A decisão ocorreu um dia após os integrantes do Grupo Especial de Fiscalização Móvel – GEFM interditarem, no dia 11 de outubro, o lixão. O fechamento do local foi efetivado depois de seis dias de operação, em que foram flagrados 13 crianças e adolescentes no lixão e mais 105 em condições degradantes de trabalho em feiras públicas, carvoarias e nas ruas da capital Boa Vista. Crianças brasileiras, venezuelanas e haitianas.
Apesar da decisão do magistrado de desinterditar o aterro sanitário, com ressalvas, a Auditora-Fiscal do Trabalho Marinalva Dantas, coordenadora da operação do GEFM, analisou positivamente a posição do juiz. “Na decisão, o magistrado chamou para si a responsabilidade de cobrar o cumprimento pela empresa de tudo o que foi recomendado pelo grupo. Ele não livrou a empresa de nada”.

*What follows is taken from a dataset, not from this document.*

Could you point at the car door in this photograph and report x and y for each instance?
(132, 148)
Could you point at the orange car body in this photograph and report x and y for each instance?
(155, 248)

O magistrado declara que sua decisão foi pontuada “acerca da grave situação narrada pelos ilustres Auditores do Trabalho subscritores do Relatório Técnico de Interdição... ‘crianças e adolescentes frequentam o lixão municipal acompanhados ou desacompanhados dos pais, no lixão não há o devido cerceamento que impeça a entrada de crianças e adolescentes’”.
Ele ainda determina que no prazo de 15 dias, a empresa “cumpra as determinações emanadas da autoridade administrativa com fincas à regularização da situação narrada”.